Only the dead leave Brooklyn.

The South Brooklyn Casket Company — which has maintained a hulking, haunting factory on Union Street near the Gowanus Canal since the 1930s — is talking to city officials about moving its coffin-making operation to Queens, sources told The Brooklyn Papers.

“Between the tickets for street loading and the traffic, it’s an inefficient operation. They just can’t stay,” a source said.

They’ll make a killing selling their property. When the company opened decades ago, the banks of the Gowanus Canal were the perfect place for such a macabre industry. But now, as the neighborhood becomes more residential, the company can get a nice return if it sells, a source said.

The company is looking at industrial sites in Long Island City — and neighbors are treating it like a funeral.

“The place is a landmark,” said Freddy Robinson, who grew up nearby on Carroll Street. “It’s a symbol of good, honest heritage. I tell my kids about it when we go by on the bus.”
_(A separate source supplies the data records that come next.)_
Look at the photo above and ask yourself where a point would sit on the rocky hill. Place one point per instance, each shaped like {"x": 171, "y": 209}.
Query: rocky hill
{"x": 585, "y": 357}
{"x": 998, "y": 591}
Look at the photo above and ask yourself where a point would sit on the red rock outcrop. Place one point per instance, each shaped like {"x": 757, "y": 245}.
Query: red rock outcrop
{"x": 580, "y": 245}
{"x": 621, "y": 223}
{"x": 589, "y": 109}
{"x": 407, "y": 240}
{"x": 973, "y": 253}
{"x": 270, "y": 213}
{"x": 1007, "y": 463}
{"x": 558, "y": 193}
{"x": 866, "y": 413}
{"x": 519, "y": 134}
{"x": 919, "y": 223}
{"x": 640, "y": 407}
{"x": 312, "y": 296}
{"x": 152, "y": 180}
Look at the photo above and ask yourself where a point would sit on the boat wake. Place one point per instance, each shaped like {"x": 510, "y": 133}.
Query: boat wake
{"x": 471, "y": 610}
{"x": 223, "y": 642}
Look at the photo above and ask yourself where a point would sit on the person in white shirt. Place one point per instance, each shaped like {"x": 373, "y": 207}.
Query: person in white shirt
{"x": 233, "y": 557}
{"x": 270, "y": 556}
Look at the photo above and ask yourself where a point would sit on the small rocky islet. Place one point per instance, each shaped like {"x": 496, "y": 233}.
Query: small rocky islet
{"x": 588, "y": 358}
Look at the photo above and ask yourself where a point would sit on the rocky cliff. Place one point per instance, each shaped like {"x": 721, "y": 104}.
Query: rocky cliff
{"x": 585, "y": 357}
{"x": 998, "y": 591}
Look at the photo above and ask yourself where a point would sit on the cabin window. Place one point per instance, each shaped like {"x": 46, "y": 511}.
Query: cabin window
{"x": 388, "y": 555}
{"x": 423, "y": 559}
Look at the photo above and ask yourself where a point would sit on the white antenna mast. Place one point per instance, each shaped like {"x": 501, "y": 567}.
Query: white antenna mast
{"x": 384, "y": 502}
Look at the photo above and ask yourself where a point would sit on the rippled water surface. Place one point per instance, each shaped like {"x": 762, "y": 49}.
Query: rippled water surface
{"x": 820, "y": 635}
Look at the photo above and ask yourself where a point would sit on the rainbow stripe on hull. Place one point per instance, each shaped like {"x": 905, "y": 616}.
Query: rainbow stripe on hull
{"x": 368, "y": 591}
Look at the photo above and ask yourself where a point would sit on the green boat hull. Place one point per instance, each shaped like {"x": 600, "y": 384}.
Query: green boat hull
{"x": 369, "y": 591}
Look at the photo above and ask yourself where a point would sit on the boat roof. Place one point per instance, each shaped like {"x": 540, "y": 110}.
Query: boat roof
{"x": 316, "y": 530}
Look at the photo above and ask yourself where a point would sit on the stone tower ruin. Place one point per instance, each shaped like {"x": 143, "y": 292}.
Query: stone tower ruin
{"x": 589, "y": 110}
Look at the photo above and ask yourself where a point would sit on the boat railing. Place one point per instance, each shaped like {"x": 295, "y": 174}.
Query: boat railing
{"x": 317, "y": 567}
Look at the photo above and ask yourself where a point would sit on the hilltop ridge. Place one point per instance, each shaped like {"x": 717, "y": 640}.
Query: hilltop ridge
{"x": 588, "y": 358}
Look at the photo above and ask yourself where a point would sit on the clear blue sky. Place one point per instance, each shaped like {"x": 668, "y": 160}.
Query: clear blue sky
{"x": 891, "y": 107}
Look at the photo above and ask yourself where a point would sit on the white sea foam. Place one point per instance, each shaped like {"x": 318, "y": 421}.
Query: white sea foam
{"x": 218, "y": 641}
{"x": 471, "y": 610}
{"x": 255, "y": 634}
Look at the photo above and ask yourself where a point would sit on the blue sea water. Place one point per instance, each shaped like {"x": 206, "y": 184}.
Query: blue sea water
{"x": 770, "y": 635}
Harry Pantone, who owns the famously secretive company, refused to comment, in fact hanging up on a reporter twice. And on a recent morning, a workman warned an approaching Brooklyn Papers photographer against pressing the shutter button.

“If you take a picture, I’ll break your camera and give you a beating,” he said.

The Pantones aren’t expected to bury its Union Street operation completely. Angelina Pantone, Harry’s mother, still lives in an apartment above the company’s showroom on the south side of Union Street.

“She’s a wonderful woman, very bright and she’s lived up there forever,” said Buddy Scotto, a lifelong friend who runs Scotto Funeral Home nearby and is also the founder of a nonprofit housing organization, the Carroll Gardens Association. He hopes to partner with Pantone in developing affordable apartments at the site.

“I’ll miss them more than anyone,” said the undertaker. “Who do you think I call when someone calls me and says they need a coffin? But [Union Street] is not a place for industry anymore.”